Andrew Bird doesn’t care anymore if he is liked or not. He has spent all his life trying to be accepted by all, mainly since he feels he has nothing to give, being your average white, straight male Brit. The thing is, Bird doesn’t fit under that category. He doesn’t see the fun in watching a woman parking a car (since he himself acknowledges that he can’t park either), and he actually enjoys ironing. Throughout the whole hour, Bird humorously highlights those traits that defy the lad label, but it’s one he struggles to shake thanks to ‘a face that looks like it reads Nuts magazine’.
If this all seems to lack originality on paper (and let’s be honest, his flier doesn’t do him justice either), the truth is that Bird is extremely funny. He is hilarious in fact, carrying the whole show without any tumbleweed moments, the audience laughing at his every word or gesture.
His honesty is a breath of fresh air after the troops of male comedians who over-exaggerate stories in search of punchlines, or think comedy is insulting the audience and swearing every two seconds.
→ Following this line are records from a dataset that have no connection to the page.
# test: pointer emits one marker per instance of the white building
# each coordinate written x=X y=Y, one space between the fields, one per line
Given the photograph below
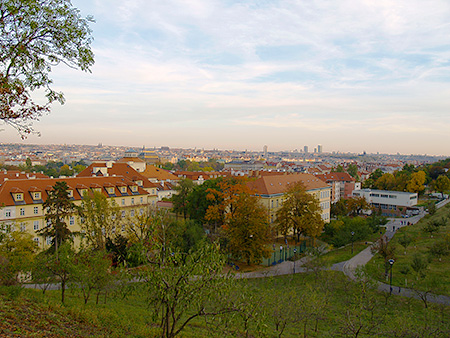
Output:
x=390 y=203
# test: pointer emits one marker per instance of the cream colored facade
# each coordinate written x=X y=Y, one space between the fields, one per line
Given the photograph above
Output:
x=22 y=201
x=271 y=191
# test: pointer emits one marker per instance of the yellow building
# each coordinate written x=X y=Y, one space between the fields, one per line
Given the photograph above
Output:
x=271 y=189
x=22 y=200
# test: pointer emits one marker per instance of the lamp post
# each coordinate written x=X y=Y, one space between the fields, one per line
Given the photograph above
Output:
x=295 y=253
x=353 y=233
x=391 y=262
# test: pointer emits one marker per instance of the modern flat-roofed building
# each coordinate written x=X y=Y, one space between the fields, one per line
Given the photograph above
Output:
x=389 y=203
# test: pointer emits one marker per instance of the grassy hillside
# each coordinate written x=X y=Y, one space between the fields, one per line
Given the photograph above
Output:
x=437 y=267
x=321 y=304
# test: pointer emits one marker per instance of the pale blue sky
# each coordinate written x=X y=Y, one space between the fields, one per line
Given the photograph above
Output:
x=350 y=75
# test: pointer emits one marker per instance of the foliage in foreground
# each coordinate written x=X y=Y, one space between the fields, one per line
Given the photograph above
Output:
x=302 y=305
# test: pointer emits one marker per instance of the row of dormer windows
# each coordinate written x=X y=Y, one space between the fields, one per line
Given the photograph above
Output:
x=18 y=197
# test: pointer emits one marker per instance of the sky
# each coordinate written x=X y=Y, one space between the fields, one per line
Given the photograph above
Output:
x=351 y=75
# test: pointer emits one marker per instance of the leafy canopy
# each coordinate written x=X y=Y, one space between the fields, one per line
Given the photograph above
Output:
x=36 y=35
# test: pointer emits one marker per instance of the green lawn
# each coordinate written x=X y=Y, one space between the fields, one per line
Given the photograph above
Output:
x=321 y=304
x=437 y=271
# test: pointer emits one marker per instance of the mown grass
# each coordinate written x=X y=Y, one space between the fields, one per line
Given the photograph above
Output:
x=322 y=304
x=345 y=253
x=437 y=272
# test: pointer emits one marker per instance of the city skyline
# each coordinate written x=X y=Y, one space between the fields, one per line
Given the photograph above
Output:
x=352 y=77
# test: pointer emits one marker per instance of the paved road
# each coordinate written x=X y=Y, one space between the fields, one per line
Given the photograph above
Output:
x=348 y=267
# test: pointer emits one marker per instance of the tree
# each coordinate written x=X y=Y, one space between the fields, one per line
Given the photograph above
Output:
x=199 y=201
x=182 y=287
x=58 y=206
x=386 y=250
x=405 y=240
x=247 y=230
x=355 y=205
x=17 y=251
x=442 y=184
x=352 y=170
x=100 y=219
x=180 y=199
x=36 y=35
x=300 y=212
x=416 y=182
x=61 y=265
x=91 y=272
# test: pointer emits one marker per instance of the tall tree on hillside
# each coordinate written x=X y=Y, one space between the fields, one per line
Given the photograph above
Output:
x=198 y=201
x=300 y=212
x=35 y=36
x=58 y=207
x=223 y=199
x=416 y=182
x=442 y=184
x=247 y=230
x=353 y=171
x=100 y=219
x=180 y=199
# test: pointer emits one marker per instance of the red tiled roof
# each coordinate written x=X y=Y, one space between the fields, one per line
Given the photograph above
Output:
x=279 y=184
x=46 y=184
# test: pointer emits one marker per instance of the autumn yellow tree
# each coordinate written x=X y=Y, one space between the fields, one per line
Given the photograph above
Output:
x=242 y=218
x=300 y=213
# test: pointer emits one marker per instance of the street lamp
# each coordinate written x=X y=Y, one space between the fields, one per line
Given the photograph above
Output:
x=295 y=253
x=391 y=262
x=353 y=233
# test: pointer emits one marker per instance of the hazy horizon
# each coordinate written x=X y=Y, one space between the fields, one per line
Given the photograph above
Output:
x=351 y=76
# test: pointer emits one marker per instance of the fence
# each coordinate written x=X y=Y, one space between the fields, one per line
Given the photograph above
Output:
x=284 y=253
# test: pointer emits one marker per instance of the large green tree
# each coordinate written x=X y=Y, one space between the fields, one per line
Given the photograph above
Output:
x=300 y=213
x=246 y=229
x=100 y=219
x=181 y=287
x=58 y=207
x=37 y=35
x=442 y=184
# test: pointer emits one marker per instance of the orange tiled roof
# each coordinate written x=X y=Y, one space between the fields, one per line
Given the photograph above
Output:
x=160 y=174
x=117 y=169
x=278 y=184
x=19 y=175
x=46 y=184
x=335 y=176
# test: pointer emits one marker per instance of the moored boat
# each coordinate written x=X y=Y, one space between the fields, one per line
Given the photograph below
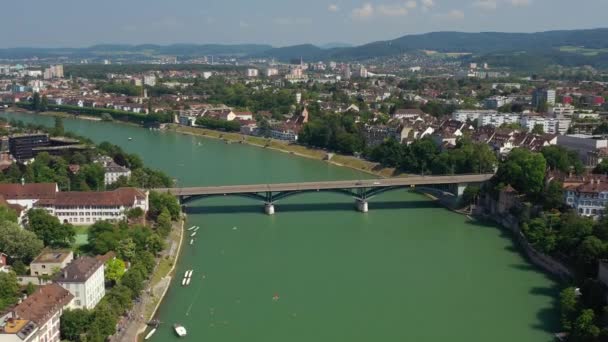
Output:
x=180 y=330
x=150 y=334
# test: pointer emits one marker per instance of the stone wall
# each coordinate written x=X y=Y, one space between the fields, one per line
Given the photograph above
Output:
x=489 y=210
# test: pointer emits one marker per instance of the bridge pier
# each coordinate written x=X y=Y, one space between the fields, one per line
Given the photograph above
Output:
x=269 y=208
x=362 y=205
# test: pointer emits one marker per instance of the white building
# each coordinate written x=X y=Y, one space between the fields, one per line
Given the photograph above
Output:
x=79 y=208
x=36 y=318
x=84 y=278
x=252 y=72
x=49 y=261
x=550 y=125
x=272 y=72
x=113 y=172
x=589 y=199
x=496 y=102
x=150 y=80
x=464 y=114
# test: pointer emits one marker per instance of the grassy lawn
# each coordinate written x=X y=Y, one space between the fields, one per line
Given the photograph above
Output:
x=344 y=160
x=583 y=51
x=82 y=235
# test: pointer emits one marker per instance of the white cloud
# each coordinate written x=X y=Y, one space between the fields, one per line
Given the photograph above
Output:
x=455 y=15
x=486 y=4
x=364 y=12
x=392 y=10
x=451 y=15
x=520 y=3
x=292 y=21
x=333 y=8
x=427 y=5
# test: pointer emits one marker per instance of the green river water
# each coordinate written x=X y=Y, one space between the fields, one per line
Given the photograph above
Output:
x=406 y=271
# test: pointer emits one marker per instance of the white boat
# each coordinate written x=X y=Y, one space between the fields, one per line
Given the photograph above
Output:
x=150 y=334
x=180 y=330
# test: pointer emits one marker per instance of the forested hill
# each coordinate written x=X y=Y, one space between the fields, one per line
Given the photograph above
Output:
x=574 y=46
x=477 y=43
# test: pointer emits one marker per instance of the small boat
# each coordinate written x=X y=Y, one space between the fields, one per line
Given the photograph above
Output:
x=180 y=330
x=150 y=334
x=154 y=322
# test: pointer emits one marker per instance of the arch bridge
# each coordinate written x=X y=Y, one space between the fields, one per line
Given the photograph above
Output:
x=360 y=190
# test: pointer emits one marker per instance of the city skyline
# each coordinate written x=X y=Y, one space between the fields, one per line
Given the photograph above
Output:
x=280 y=23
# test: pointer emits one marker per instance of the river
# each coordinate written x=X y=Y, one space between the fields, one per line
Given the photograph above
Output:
x=320 y=271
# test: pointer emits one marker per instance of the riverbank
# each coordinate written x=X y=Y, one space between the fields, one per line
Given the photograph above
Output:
x=157 y=287
x=294 y=149
x=351 y=162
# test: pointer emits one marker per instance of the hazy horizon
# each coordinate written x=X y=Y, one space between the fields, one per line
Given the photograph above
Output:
x=76 y=23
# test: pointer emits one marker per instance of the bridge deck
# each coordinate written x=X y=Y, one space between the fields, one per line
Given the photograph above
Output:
x=308 y=186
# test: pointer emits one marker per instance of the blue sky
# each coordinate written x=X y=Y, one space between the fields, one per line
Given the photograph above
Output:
x=75 y=23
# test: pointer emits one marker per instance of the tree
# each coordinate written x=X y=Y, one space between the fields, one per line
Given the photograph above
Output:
x=7 y=214
x=36 y=102
x=103 y=323
x=524 y=170
x=115 y=269
x=568 y=307
x=133 y=280
x=158 y=201
x=59 y=129
x=584 y=328
x=19 y=243
x=538 y=129
x=126 y=249
x=163 y=222
x=470 y=194
x=48 y=228
x=9 y=289
x=74 y=324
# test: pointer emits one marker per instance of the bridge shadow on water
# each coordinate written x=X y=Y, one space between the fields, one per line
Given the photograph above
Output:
x=547 y=318
x=200 y=208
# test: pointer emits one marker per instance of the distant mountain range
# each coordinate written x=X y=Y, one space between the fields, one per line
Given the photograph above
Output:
x=559 y=44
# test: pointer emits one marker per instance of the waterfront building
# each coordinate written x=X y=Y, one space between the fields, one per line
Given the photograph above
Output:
x=589 y=199
x=37 y=317
x=49 y=261
x=84 y=278
x=252 y=72
x=22 y=146
x=542 y=95
x=76 y=207
x=588 y=147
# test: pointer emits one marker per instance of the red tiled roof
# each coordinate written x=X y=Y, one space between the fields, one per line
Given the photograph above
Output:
x=79 y=270
x=121 y=196
x=44 y=303
x=28 y=191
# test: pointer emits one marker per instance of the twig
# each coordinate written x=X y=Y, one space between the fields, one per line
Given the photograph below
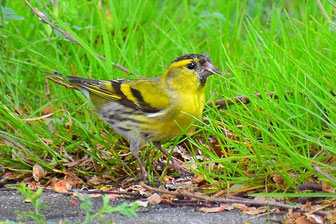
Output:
x=325 y=14
x=318 y=169
x=219 y=200
x=70 y=37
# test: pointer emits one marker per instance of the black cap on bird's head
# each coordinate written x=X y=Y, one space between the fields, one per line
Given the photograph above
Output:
x=199 y=63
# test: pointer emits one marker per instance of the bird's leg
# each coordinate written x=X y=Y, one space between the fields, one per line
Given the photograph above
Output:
x=135 y=147
x=175 y=163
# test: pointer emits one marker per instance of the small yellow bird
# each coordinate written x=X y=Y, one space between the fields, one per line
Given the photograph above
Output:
x=155 y=109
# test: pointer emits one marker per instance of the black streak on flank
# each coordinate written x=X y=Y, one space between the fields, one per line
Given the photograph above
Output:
x=137 y=94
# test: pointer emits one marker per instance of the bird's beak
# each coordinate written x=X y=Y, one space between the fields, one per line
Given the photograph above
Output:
x=211 y=69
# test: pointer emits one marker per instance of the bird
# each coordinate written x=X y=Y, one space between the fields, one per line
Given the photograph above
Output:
x=151 y=109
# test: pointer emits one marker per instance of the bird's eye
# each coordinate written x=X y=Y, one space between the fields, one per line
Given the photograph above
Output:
x=191 y=65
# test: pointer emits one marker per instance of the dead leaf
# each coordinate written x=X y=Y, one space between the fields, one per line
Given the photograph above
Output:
x=212 y=210
x=97 y=195
x=315 y=218
x=278 y=180
x=72 y=179
x=254 y=211
x=46 y=110
x=241 y=207
x=112 y=196
x=38 y=172
x=154 y=199
x=62 y=186
x=140 y=203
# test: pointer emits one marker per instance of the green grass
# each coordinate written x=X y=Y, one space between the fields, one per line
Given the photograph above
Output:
x=262 y=47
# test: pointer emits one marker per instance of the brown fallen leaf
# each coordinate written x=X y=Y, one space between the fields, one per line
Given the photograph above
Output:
x=278 y=180
x=213 y=209
x=46 y=110
x=72 y=179
x=62 y=186
x=254 y=211
x=154 y=199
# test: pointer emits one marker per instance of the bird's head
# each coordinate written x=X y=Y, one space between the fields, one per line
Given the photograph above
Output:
x=189 y=66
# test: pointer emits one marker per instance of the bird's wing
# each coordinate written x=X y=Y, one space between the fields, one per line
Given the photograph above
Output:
x=147 y=95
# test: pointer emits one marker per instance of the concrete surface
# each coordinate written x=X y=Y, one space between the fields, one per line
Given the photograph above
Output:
x=62 y=209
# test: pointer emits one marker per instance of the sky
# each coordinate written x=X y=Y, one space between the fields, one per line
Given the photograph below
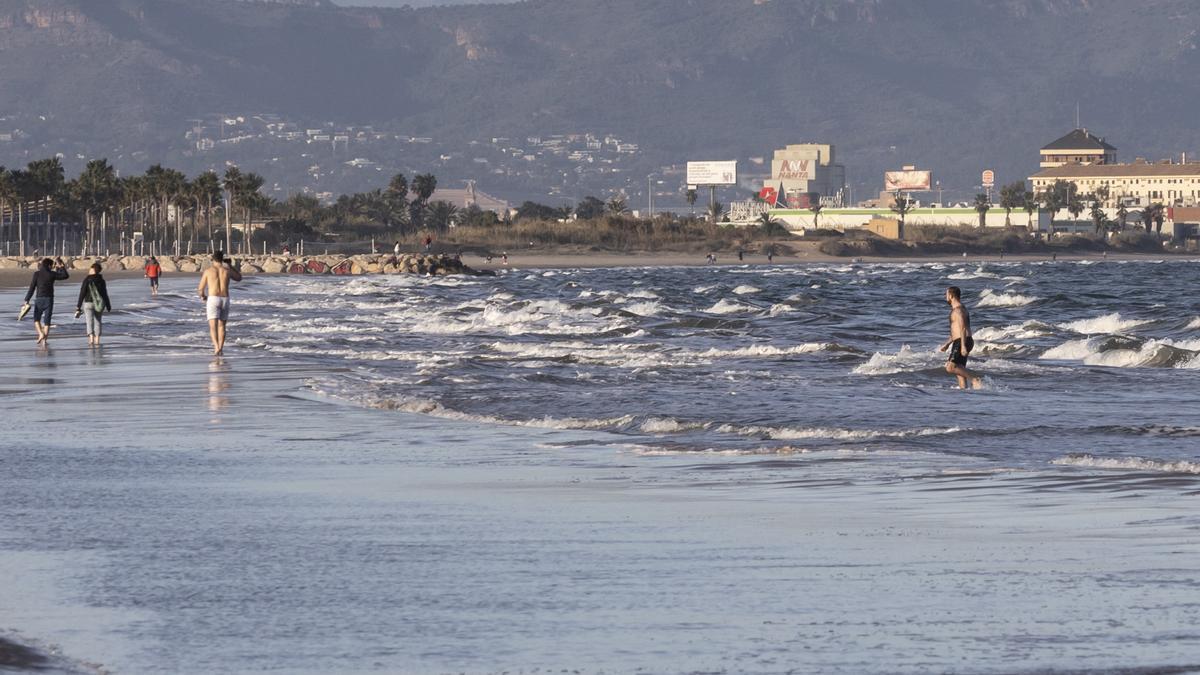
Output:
x=415 y=3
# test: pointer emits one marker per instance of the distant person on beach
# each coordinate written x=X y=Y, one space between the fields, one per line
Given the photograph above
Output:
x=93 y=303
x=41 y=291
x=214 y=290
x=960 y=342
x=153 y=272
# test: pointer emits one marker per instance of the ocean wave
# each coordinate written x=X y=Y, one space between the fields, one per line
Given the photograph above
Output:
x=1107 y=324
x=832 y=434
x=905 y=360
x=1116 y=352
x=729 y=306
x=1128 y=464
x=989 y=298
x=964 y=275
x=1027 y=330
x=671 y=425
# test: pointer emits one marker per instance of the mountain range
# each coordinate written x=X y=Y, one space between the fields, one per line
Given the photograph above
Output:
x=953 y=85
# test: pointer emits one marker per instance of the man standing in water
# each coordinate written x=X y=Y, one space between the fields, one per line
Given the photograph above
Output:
x=41 y=292
x=960 y=342
x=214 y=290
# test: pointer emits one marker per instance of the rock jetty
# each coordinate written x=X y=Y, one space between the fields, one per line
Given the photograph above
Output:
x=347 y=266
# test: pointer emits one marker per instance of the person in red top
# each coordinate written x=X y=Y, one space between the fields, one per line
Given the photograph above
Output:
x=153 y=272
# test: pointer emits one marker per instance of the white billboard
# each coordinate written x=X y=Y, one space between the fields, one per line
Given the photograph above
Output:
x=909 y=180
x=712 y=173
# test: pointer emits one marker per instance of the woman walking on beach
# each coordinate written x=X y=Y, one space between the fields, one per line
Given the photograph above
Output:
x=93 y=303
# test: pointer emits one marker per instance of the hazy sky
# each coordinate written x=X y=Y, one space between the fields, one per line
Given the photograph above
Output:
x=415 y=3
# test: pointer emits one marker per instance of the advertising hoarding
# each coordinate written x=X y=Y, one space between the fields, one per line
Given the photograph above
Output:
x=907 y=180
x=712 y=173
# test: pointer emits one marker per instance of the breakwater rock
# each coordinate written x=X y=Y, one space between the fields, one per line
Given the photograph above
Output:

Bird doesn’t need any of those gimmicks because he is a natural comedian. He is also very good with the audience, effortlessly charming and engaging.
Even when his material fades a little towards the end, he still manages to keep us on side by poking fun at his marriage and own clumsy attempts – despite everything – to be liked. Highlights include what happens when his wife sneezes while he’s inside her; failed attempts to impress the in-laws (not related to the previous gag); and hilarious attempts to atone for a joke involving a swastika.
Bird shouldn’t worry about being liked. It is obvious that he is loved by his audience.